Already some great advice, but a big thing for me is eating the serving on the box.
So if my yogurt calories is 100 for 100g. I weigh out 100g and eat only that. If the calories on the milk is for 1 cup, I drink 1 cup (or less if its in cereal). This is the only way for me to do portion sizes. If the pasta is for 85g, I weigh 85g. If the cheese is for 30g, I eat 30g. If the box says 10 crackers is 90 calories, I eat 10 - not 12. I just find this easiest for me.
I don't ALWAYS eat the full amount, stuff like cheese or pasta I will eat less of. Or somethings more yogurt, but I use the serving on the box as my serving size. Of course only on good days - there are times when I am bad and I don't weigh. I just recently bought a digital scale, best $20 I ever spent.
I usually compare the portions on the label to what the Canada Food Guide calls for... it's posted on my fridge. Since I count calories I also often figure out how many portions of certain things I can get away with :P Things like cottage cheese, milk, eggs, and crackers... for whatever reason they're my weaknesses.
First, congrats on your pregnancy!! It sounds like your doctor is helping you plan well to maximize the health of your baby but minimize excess weight gain. (When you start off bigger, it's perfectly fine for the baby if you don't gain much as long as you are eating high quality calories).
As for portions, while I hesitate to recommend processed foods, I have to say that eating Lean Cuisines was a big help for me in re-setting my concept of portion size. I haven't been eating them this time, but I have in the past and I think that I was able to adjust my mental size of a portion a bit better. When you first start eating something like that, they seem tiny but esp. if you add extra veggies and/or a salad, they really can fill you up. But I do think it's healthier to not eat such heavily processed foods, so I think it comes down to using your food scale constantly and training yourself in the same way that Lean Cuisines helped me. Even when you make your own food, portion it out properly and then put the rest away. Promise yourself that even if it looks like not that much food, you can have more to eat if you are really hungry 30 minutes later. Chances are very, very good you won't be! But if you are, add some extra veggies or a piece of fruit to your meal, and you should start finding a good balance of calories that fits in your budget of 2100 and keeps you happy.
And yes, please completely ignore restaurant sizes! What you get on a plate for a single meal at a restaurant is frequently 2, 3 or even more servings.

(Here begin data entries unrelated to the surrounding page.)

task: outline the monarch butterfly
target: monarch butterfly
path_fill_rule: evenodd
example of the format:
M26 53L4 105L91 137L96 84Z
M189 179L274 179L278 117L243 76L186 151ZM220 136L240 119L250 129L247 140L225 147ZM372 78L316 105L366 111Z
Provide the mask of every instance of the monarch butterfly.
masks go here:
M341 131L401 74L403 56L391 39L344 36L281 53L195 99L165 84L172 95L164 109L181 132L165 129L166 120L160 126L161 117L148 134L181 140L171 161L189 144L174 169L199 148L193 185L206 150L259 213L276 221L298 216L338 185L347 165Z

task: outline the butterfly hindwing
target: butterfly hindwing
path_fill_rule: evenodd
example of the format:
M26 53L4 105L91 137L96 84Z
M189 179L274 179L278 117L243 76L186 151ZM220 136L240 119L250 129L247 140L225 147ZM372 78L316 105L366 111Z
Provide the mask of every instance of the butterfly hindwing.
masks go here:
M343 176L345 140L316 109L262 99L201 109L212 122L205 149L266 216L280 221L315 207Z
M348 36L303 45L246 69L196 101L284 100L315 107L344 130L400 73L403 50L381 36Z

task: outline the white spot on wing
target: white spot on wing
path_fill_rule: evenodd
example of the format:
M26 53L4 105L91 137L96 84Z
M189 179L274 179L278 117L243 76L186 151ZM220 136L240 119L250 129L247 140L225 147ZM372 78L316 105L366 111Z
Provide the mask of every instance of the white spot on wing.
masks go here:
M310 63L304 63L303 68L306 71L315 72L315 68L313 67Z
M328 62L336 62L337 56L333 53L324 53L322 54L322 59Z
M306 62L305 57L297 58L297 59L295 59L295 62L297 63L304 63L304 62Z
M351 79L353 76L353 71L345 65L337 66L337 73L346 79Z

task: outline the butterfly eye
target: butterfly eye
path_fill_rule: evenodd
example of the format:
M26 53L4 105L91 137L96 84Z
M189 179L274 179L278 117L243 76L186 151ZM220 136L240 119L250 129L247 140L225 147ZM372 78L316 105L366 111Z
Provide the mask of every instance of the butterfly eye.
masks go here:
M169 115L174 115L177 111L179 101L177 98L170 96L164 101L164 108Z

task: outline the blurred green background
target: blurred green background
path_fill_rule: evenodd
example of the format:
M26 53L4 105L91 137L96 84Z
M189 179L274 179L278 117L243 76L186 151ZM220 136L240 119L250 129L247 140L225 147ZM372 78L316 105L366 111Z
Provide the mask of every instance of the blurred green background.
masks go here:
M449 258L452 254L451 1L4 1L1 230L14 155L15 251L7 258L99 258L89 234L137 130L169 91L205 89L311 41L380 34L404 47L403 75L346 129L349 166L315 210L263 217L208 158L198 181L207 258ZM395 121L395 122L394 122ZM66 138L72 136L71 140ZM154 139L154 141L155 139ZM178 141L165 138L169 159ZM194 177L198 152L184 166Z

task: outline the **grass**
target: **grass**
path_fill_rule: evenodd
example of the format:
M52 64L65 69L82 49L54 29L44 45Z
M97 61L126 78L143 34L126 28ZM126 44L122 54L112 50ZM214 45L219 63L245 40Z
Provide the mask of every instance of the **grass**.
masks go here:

Measuring cups and my normal plates/bowls. I poured water into the cup and the half cup, then poured them into my bowl, so I could SEE what a one-cup serving looked like, and what a half-cup serving looked like.
Took Play-Doh and put it in half a cup, then took it out and mounded it on my plate as if it's a pile of pasta or veggies. Same with one cup. (let Play-Doh dry so you have a permanent reminder!)
Portion control for me means to put 1 burger on my plate instead of automatically 2...I think since I started doing that several years back I have never had 2!
Making my plate in the kitchen instead of putting the food on the table, saving me from picking at it....
Eating chips out of a bowl instead of the bag....and putting the bag away after I fill my small bowl!
Realizing that when a recipe calls for 1/2 pound of cheese that doesn't mean I have to automatically double it!
Thanks everybody for all the wonderful suggestions!!!! I am going to work on the calorie counting, and I'm doing good on the scale, it really helps! I went out and bought the little measuring spoons that measure Tbl and tsp, and i think they are going to come in handy! I am also going to go to Walmart this weekend and look for the divided plates, I didn't ever think of that, but I know I can do it! I will keep working at it!! THANKS SOOOO MUCH EVERYBODY!!!!!
This sounds crazy, but I used to get really, really agitated when there was something I couldn't count. It took ten years for it to occur to me that when I can't count it accurately, I can (and should) opt to not eat it. It's like my brain always made the choice to eat something first, and once that had been decided I couldn't "go back" on that choice when I realized that for whatever reason, it would be hard to count accurately.
Now, if I am stuck in a situation where I need to eat something and have to make a spur-of-the-minute choice, my FIRST consideration is "what can I count?" I only think about "What looks healthy?" and "what looks good?" AFTER I've narrowed it down.